Vic Jr. remembered it well. “We all went running over to Harry who was crawling out by the time we got there. My dad told Bobby and me to get the car on the trailer ‘right now.’ Afterwards Dad went hunting for Heath, and I tagged along. When he found him, Dad just said, ‘Thanks, Allen,’ turned around, and walked off. Later on Eddie Kuzma, a famous race car builder on Budlong Avenue in Los Angeles, repaired the car. Dad took it home and stored it in the garage where it sat for a couple of years before he sold to Frank Pavese in Chicago.”

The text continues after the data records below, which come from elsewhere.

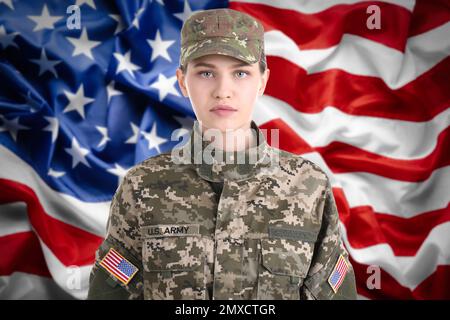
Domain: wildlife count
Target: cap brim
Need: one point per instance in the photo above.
(217, 46)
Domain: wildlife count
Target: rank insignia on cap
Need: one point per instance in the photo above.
(118, 266)
(338, 275)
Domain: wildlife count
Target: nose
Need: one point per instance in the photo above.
(224, 88)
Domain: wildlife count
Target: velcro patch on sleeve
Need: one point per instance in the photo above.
(339, 272)
(118, 266)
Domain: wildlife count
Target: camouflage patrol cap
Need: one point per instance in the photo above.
(222, 31)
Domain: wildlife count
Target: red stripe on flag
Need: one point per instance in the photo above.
(22, 252)
(325, 29)
(366, 227)
(360, 95)
(71, 245)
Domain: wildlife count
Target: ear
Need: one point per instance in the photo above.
(181, 82)
(264, 80)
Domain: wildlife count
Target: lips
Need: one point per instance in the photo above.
(223, 107)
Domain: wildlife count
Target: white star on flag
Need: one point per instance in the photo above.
(133, 139)
(104, 132)
(12, 126)
(88, 2)
(165, 86)
(55, 174)
(137, 17)
(187, 12)
(159, 47)
(45, 20)
(77, 101)
(83, 45)
(7, 3)
(120, 25)
(111, 91)
(45, 64)
(7, 39)
(125, 63)
(153, 139)
(77, 153)
(53, 127)
(118, 171)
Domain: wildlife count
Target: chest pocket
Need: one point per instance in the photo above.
(284, 264)
(174, 267)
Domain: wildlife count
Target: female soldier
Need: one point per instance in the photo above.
(223, 220)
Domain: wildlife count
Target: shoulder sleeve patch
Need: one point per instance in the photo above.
(119, 267)
(338, 274)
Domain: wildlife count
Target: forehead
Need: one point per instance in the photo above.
(218, 61)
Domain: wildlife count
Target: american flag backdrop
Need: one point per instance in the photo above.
(368, 103)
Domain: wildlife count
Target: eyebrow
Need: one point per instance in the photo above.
(203, 64)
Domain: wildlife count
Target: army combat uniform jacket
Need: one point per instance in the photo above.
(265, 230)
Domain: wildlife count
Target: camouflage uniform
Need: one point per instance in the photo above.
(261, 229)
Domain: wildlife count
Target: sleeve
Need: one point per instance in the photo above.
(121, 244)
(331, 275)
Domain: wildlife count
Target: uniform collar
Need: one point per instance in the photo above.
(252, 160)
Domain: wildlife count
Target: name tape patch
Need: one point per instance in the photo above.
(170, 230)
(291, 233)
(338, 275)
(119, 267)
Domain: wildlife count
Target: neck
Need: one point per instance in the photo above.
(231, 140)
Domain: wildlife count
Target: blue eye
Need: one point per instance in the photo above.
(203, 72)
(244, 72)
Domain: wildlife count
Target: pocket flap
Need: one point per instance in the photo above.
(286, 257)
(181, 253)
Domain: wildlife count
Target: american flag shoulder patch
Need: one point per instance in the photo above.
(118, 266)
(339, 272)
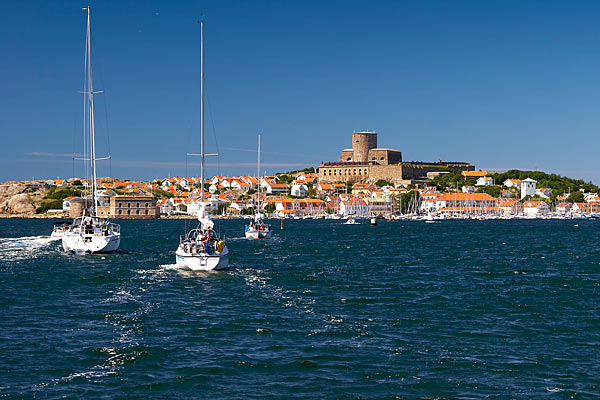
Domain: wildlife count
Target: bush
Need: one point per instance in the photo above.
(383, 182)
(49, 204)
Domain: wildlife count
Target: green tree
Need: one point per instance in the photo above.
(492, 190)
(575, 197)
(383, 182)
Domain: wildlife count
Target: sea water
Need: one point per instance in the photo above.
(456, 309)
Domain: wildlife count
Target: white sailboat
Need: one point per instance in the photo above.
(257, 228)
(201, 249)
(90, 233)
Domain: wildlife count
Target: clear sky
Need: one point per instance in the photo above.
(501, 84)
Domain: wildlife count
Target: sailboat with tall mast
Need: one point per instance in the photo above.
(90, 233)
(257, 228)
(202, 249)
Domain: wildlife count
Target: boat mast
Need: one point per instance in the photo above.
(258, 179)
(90, 94)
(202, 108)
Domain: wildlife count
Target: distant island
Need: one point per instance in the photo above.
(303, 193)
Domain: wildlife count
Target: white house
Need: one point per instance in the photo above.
(516, 183)
(238, 184)
(528, 187)
(56, 182)
(67, 203)
(544, 192)
(485, 181)
(535, 208)
(166, 206)
(564, 208)
(299, 190)
(354, 206)
(271, 188)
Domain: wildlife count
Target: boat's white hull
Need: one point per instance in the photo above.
(87, 244)
(253, 234)
(202, 261)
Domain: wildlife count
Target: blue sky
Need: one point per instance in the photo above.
(499, 84)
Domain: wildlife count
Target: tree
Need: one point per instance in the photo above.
(220, 208)
(383, 182)
(575, 197)
(493, 190)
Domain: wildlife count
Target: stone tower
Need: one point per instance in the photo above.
(527, 187)
(362, 142)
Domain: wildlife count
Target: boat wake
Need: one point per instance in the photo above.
(14, 249)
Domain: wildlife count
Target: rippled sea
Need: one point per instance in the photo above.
(457, 309)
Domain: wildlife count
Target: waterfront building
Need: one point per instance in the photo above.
(67, 203)
(299, 190)
(527, 187)
(510, 207)
(544, 192)
(130, 207)
(514, 183)
(485, 181)
(535, 208)
(474, 174)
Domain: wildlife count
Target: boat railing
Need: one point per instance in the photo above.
(115, 228)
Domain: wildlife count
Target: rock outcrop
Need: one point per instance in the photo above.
(18, 204)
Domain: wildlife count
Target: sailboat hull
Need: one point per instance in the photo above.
(254, 234)
(77, 243)
(202, 261)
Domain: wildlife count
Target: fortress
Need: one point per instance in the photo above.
(367, 163)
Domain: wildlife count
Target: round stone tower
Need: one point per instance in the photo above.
(362, 142)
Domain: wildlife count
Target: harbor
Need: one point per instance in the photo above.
(299, 200)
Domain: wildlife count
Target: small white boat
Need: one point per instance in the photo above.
(429, 219)
(202, 249)
(350, 221)
(89, 233)
(258, 229)
(59, 229)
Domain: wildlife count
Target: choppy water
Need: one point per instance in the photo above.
(459, 309)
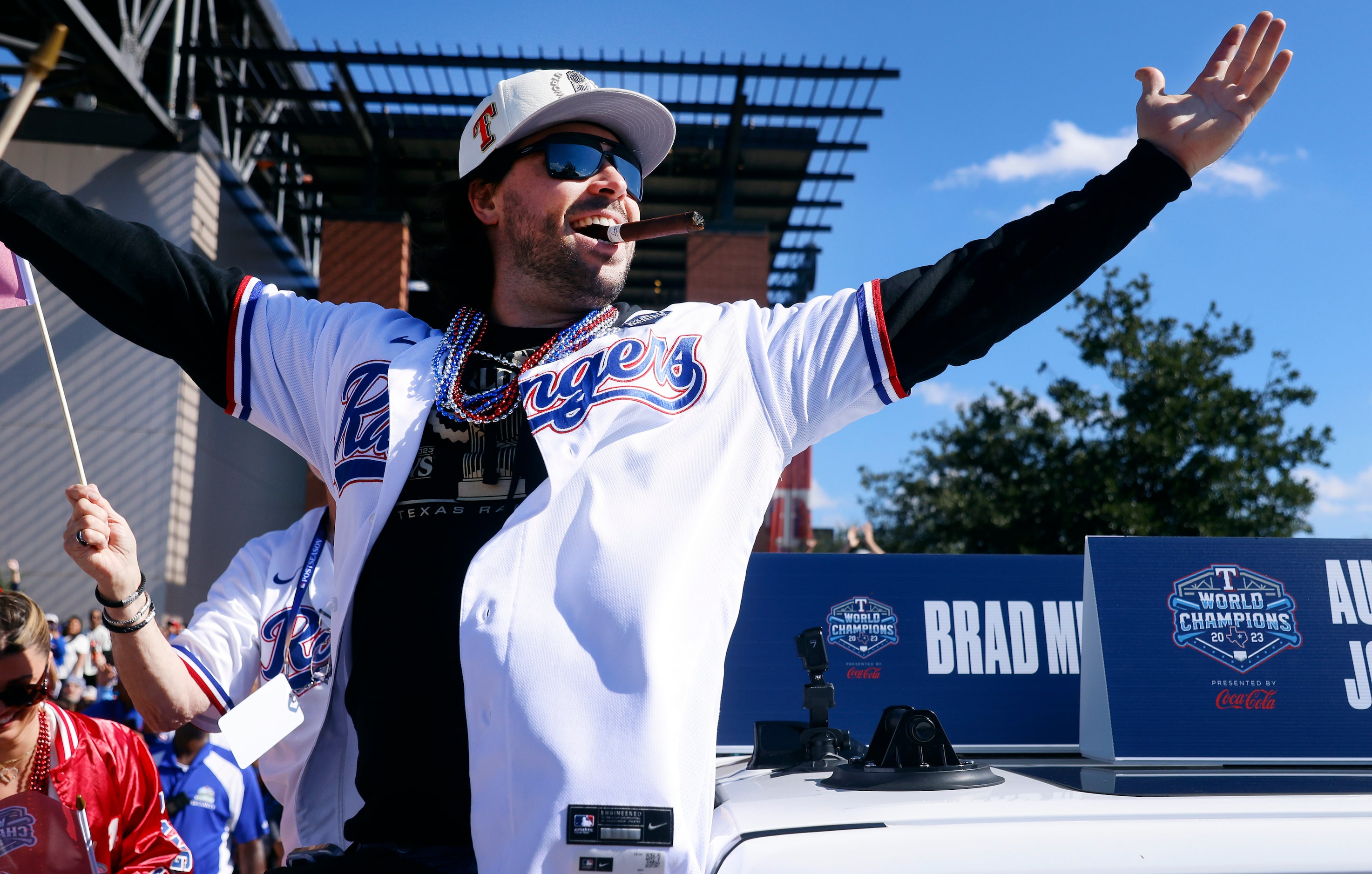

Pavese retained the number 27 on the car and his driver, Harold Wildhaber, ran it throughout the Midwest until the late 1950s. When Frank fell ill he gave the car to his mechanic, who raced it for awhile, then sold it. The car was sold a second time to a fellow named Mike Riley of St. Louis, Missouri, and it ran until the V8-60 was no longer competitive and Riley simply parked it until 1986. With the help of race car builder Johnny Pawl, the Edelbrock Company bought back number 27 and Bobby Meeks restored the car to perfect condition. By 1989 the project was complete, and the car was featured on the cover of Petersen’s Circle Track magazine. Today, the car sits in Vic Jr.’s collection and, according to him, “will never leave the Edelbrock family again.”